The Flower Mound farm of Mari Beth and Wayne Connor is home to a variety of unique animals. This September, the couple will be launching a new business to share their experiences and animals with the public.
Mari Beth and Wayne moved to their 60-acre property at the northeast corner of Shiloh Road and FM 1171 in 2001. They started out with four horses and lived in a 1,000-square-foot house.
Over the years, they cleared out the brush on the property, put fences up, dug out a little lake and built a barn, arena, shops and a larger house. Eventually they “started collecting all kinds of animals people didn’t want,” Mari Beth said, describing mostly farm animals and emus — large flightless birds native to Australia, which kind of look like short ostriches.
Mari Beth estimated that half their animals are rescues. They’ve provided homes for animals commonly found in North Texas — such as cattle, donkeys, geese, turkeys, guineas, goats and more — but they also have some animals rarely seen in the U.S. outside a zoo, such as zebras and kinkajous. They’re hoping to get coatimundis (members of the raccoon family) and baby kangaroos soon.
In 2016, they adopted Bullet the Bison, who was rescued from a home where he was living as a backyard pet.
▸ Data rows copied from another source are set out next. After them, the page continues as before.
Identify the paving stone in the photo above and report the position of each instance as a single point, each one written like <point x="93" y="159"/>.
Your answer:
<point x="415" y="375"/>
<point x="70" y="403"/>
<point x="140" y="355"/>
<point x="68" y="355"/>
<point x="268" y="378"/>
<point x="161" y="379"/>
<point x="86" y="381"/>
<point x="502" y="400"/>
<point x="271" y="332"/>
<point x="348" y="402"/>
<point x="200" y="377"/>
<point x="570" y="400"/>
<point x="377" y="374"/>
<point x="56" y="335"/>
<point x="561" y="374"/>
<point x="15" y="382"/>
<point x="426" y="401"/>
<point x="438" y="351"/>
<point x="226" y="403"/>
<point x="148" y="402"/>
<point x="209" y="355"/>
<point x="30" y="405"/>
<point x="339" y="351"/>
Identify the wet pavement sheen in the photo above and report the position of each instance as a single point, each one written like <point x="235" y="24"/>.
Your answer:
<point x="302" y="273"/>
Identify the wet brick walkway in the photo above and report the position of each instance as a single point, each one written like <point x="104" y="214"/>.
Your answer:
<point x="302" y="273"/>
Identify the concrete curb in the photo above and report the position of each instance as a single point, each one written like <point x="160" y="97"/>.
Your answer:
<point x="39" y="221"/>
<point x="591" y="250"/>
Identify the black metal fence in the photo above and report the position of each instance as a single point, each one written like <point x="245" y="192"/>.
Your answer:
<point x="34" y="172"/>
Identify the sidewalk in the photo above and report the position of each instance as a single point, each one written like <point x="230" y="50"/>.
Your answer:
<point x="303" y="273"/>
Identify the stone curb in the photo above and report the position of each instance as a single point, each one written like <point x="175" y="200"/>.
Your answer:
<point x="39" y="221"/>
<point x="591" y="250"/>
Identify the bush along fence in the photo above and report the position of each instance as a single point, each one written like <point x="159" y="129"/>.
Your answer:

Mari Beth said Wayne had wanted a camel and they went to see one, but she originally said no. But in 2016, she didn’t know what to get him for Christmas, so she bought him two young two-humped Bactrian camels.
Mari Beth took to the camels quickly.
“Camels are smarter than horses,” she said. “It takes three days to train them for riding, versus 90 days to train a horse to ride.”
After getting the Bactrians, the couple added some pregnant one-humped Dromedary camels to their growing menagerie, plus another Bactrian. Now they have three Bactrians and six Dromedaries — including a 4-month-old — and they’re expecting another baby soon.
“I kinda went camel crazy,” Mari Beth said with a chuckle.
Mari Beth added that she is often asked by neighbors — and other members of the community — if they could ride her camels, so she started thinking of ways she “could open it up and let people come enjoy the experience.”
The Connors are hoping to turn their animal haven into a business and charity by opening it up to the public. Mari Beth said they aim to open the business, called Camel Safari Adventures, by Sept. 1. A website has not yet been created, but it should be online by the time the business opens.
At Camel Safari Adventures, residents will be able to purchase different experience packages that may range from just feeding the animals to a short camel ride to a longer camel ride with more camel-care training, such as learning to saddle and brush them, Mari Beth explained.
“Camels are sweet, kind, gentle animals,” she said.
Mari Beth added that she wants Camel Safari Adventures to host families and small groups, unlike the nearby Flower Mound Pumpkin Patch and its large number of visitors.
Mari Beth said that once the business is up and running, she wants to launch a nonprofit called Camels Cares Charities, which will help to rescue more animals and raise money to grant wishes for sick children.
“This is a hobby of mine, and I’m excited to turn it into something that gives back to the community,” she said.